Генри поднимает лицо, и я вижу, что у него на щеках блестят слезы в свете фонарей, падающем из окон.
– Ингрид умерла,– отвечает Генри. Я обнимаю его:
– Ингрид умерла уже давно,– тихо говорю я. Генри трясет головой:
– Годы, минуты… не имеет значения,– говорит он.
Мы сидим на полу. Наконец Генри произносит:
– Думаешь, уже утро?
– Конечно.
Небо все еще темное. Птиц не слышно.
– Давай вставать,– говорит он.
Привожу кресло-каталку, помогаю ему забраться и везу в кухню. Приношу его купальный халат, и Генри одевается. Сидит за кухонным столом, глядя в окно на покрытый снегом задний дворик. Где-то вдалеке продирается по дороге снегоуборочная машина. Включаю свет. Насыпаю в фильтр кофе, лью воду, включаю кофеварку. Открываю холодильник, но когда спрашиваю Генри, что он хочет на завтрак, он только качает головой. Сажусь за кухонный стол напротив Генри, и он смотрит на меня. Глаза красные, волосы торчат в разные стороны. Руки тонкие, лицо унылое.
– Это была моя ошибка, – говорит Генри. – Если бы меня там не было…
– Ты мог остановить ее?
– Нет. Но пытался.
– Что ж тогда скажешь..
Кофеварка начинает оглушительно трещать. Генри проводит руками по лицу.
– Меня всегда удивляло, почему она не оставила записки,– говорит он.
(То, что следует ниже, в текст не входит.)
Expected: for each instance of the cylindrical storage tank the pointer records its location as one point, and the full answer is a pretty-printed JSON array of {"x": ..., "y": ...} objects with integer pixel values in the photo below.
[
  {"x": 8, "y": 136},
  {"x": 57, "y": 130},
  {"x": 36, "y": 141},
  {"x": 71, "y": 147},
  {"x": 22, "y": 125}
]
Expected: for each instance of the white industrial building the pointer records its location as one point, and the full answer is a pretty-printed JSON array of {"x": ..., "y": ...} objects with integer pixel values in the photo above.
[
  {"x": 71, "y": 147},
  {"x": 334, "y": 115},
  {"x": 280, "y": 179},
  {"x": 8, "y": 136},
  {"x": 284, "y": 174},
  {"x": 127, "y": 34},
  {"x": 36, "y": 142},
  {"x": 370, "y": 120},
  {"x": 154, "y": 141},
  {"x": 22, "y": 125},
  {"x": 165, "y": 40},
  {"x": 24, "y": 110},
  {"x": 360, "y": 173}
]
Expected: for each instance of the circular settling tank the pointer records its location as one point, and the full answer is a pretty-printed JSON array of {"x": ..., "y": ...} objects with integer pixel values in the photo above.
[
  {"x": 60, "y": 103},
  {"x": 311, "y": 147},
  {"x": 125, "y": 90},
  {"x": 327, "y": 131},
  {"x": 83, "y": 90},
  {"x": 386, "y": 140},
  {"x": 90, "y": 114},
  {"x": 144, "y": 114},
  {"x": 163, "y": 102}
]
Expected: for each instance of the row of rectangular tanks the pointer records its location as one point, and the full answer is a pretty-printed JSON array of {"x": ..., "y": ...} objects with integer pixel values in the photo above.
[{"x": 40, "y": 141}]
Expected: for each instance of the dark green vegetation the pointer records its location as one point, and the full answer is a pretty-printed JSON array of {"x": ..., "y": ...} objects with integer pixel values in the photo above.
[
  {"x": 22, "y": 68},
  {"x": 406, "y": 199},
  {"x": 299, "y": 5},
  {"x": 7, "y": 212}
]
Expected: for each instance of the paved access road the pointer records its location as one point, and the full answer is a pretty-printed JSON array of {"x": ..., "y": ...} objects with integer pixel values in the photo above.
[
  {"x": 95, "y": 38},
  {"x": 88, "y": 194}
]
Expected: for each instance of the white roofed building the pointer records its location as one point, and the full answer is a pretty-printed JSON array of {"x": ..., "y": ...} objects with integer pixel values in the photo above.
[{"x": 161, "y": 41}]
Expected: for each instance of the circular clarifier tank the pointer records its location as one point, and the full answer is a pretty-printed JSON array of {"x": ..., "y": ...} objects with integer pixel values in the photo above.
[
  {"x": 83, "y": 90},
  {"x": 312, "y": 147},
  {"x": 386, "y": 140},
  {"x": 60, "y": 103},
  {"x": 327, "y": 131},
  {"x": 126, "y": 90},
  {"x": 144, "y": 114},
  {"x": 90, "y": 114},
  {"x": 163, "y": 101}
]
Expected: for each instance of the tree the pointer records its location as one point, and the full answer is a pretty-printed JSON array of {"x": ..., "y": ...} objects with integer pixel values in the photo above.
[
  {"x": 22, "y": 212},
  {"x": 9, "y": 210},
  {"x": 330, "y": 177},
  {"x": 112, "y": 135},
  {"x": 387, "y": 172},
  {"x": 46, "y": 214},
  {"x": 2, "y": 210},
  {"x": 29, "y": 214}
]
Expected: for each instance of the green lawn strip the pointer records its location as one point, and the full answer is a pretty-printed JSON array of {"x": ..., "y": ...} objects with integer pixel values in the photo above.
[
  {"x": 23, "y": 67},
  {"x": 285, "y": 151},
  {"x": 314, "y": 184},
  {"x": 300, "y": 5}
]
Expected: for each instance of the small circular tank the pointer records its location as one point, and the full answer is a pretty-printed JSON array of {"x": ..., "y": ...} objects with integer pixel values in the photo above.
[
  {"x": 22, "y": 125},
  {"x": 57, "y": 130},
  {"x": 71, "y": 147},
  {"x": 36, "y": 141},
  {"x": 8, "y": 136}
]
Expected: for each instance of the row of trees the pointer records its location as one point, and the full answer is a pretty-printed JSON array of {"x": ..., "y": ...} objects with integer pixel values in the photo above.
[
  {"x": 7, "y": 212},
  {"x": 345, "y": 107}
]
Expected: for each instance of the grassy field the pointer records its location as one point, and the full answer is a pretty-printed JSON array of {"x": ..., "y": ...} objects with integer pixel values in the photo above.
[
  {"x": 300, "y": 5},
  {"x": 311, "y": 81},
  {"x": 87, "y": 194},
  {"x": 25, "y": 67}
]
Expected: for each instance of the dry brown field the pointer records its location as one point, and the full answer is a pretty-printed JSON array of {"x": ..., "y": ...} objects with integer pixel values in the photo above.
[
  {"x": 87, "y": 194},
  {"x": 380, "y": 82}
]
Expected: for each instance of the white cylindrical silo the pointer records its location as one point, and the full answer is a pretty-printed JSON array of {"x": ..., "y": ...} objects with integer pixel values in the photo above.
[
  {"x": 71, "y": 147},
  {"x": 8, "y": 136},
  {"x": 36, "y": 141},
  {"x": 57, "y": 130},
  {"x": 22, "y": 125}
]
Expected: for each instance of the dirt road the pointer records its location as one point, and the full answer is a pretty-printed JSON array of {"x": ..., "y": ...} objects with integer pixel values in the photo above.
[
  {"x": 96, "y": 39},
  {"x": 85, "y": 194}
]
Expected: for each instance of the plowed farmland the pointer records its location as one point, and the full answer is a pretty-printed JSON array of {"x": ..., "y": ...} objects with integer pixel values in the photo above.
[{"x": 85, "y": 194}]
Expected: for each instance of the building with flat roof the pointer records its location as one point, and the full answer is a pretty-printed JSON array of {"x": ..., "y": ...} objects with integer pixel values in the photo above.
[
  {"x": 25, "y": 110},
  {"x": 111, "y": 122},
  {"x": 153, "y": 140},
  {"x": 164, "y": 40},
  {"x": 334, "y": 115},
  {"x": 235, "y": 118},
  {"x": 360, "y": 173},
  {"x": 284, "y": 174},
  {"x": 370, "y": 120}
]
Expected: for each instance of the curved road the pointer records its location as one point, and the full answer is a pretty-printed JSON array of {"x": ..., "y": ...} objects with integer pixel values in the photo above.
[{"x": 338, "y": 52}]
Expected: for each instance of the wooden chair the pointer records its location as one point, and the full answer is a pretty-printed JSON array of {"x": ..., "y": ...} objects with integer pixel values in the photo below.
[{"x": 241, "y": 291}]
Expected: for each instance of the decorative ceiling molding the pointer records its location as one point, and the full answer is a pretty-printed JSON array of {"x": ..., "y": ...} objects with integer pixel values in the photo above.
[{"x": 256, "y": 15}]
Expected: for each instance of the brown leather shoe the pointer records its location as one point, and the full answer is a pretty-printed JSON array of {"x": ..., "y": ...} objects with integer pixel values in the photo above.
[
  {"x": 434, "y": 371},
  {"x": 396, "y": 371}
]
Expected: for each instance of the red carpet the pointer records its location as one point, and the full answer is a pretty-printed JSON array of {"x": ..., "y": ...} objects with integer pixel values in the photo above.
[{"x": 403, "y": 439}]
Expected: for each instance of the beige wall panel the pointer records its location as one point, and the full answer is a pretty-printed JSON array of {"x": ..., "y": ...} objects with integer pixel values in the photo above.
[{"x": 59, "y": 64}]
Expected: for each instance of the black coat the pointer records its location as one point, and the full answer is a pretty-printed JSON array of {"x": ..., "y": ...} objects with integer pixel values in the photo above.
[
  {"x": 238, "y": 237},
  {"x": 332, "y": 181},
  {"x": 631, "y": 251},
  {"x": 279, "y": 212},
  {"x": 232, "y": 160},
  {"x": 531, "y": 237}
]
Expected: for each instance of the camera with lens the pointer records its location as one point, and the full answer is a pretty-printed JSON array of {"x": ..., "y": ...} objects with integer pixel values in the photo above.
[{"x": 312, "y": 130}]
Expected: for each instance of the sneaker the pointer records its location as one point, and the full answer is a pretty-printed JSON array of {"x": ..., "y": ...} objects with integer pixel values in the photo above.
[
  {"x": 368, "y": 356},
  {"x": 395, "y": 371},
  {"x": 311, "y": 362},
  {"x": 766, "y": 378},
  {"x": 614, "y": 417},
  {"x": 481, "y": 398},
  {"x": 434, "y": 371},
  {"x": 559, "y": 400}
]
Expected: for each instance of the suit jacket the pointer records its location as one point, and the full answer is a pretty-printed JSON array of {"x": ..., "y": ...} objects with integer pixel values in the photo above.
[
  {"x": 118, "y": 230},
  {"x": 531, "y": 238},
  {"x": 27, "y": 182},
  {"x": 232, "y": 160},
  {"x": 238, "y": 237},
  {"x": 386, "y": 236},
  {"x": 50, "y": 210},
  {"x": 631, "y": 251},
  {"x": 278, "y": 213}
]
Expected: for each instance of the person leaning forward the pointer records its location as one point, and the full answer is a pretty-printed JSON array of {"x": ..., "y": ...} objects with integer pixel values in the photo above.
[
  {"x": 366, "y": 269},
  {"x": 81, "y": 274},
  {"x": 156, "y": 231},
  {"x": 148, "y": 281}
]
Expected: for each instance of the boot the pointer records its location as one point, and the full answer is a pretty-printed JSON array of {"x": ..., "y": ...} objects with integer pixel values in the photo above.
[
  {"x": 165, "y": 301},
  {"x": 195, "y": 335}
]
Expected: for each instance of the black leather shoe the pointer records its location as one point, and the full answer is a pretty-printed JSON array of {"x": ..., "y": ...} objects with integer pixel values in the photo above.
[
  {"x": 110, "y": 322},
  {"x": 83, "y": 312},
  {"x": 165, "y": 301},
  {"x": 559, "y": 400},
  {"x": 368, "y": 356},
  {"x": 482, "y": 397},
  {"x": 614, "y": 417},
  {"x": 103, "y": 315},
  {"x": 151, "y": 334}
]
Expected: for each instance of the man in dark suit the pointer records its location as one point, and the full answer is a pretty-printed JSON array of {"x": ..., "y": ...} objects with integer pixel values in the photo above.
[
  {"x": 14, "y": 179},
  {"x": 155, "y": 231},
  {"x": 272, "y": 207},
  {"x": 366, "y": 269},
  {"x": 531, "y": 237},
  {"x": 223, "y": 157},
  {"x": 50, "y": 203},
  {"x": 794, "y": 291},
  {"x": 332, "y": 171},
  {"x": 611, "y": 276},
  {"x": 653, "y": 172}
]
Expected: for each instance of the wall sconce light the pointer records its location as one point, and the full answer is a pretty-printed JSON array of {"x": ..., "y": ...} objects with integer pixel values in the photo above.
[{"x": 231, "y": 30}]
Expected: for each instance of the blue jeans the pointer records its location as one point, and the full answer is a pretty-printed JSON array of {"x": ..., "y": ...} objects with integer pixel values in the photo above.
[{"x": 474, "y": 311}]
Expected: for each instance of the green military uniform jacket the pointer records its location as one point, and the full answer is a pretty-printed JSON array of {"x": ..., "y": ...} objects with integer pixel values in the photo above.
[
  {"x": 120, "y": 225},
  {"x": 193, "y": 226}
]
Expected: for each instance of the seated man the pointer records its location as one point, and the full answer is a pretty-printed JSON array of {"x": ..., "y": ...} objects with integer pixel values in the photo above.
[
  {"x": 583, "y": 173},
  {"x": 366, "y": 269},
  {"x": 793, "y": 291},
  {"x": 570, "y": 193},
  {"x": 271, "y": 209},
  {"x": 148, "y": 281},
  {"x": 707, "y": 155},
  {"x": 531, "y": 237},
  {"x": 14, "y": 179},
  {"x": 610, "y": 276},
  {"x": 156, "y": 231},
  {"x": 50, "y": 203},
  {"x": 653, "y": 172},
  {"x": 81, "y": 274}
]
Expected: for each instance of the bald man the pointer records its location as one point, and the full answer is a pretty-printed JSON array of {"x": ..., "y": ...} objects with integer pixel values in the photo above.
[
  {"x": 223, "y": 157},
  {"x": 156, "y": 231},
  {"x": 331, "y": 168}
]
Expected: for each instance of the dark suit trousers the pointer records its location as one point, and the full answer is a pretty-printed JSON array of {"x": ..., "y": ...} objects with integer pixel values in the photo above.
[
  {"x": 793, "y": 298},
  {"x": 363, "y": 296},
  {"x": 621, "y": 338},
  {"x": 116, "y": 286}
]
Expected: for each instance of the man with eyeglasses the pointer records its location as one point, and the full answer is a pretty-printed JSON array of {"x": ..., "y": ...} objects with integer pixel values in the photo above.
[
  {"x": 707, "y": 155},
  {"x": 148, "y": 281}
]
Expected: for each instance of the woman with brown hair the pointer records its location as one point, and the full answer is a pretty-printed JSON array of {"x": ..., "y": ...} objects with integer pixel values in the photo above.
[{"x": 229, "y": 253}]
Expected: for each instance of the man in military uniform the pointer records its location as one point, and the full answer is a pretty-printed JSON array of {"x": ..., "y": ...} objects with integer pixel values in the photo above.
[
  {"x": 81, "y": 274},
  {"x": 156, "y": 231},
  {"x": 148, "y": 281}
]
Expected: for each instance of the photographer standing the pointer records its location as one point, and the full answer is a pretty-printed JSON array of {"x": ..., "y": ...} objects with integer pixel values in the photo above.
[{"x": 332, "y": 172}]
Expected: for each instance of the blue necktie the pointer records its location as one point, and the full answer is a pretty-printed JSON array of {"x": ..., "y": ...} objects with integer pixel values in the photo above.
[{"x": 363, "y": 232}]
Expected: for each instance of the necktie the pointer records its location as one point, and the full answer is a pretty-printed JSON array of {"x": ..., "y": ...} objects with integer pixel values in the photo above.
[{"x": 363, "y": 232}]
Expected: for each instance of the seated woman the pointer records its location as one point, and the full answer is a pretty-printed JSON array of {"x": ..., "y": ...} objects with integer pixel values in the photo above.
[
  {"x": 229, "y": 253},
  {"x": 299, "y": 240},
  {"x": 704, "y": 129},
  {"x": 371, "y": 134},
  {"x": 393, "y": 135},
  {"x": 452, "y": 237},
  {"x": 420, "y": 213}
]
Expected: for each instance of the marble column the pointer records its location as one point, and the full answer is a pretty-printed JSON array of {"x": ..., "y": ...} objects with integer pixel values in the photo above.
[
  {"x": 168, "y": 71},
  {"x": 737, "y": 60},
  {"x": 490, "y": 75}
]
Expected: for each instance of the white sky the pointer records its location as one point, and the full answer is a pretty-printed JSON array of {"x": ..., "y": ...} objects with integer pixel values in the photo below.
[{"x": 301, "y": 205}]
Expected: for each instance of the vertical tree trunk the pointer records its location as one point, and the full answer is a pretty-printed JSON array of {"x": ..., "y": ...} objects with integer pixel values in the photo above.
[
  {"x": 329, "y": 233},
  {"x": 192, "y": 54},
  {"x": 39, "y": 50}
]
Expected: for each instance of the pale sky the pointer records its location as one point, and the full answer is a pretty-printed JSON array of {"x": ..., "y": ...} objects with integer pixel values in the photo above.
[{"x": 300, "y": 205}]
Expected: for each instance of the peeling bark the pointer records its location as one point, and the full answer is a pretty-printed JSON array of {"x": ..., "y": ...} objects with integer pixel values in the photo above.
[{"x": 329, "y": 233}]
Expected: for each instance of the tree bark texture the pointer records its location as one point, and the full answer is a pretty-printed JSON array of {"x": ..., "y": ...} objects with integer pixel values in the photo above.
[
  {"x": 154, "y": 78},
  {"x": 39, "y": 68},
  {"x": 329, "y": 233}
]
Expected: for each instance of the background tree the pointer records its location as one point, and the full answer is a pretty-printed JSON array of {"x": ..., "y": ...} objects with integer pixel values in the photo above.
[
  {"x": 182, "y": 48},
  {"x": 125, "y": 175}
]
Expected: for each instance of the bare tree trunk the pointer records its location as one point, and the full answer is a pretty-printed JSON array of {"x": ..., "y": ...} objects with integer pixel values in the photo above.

Я собираюсь спросить, что он имеет в виду, но вижу, что Альба стоит на пороге кухни. На ней розовая ночная рубашка и зеленые тапочки с мышиными мордами. Альба смотрит, прищурившись, и зевает при ярком электрическом свете.
– Привет, ребенок, – говорит Генри.
Альба подходит к нему и опирается на подлокотник кресла-каталки.
– Приве-е-ет, – отвечает она.
– Ты чего встала? – спрашиваю я. – Еще очень рано.
– Как это рано? – удивляется Альба. – Вы готовите кофе, значит, уже утро.
– Ясно, у тебя просто сложился неверный стереотип под названием «кофе значит утро»,– говорит Генри.– У тебя дыра в логическом мышлении, подружка.
– Что? – спрашивает Альба.
Она ненавидит в чем-либо ошибаться.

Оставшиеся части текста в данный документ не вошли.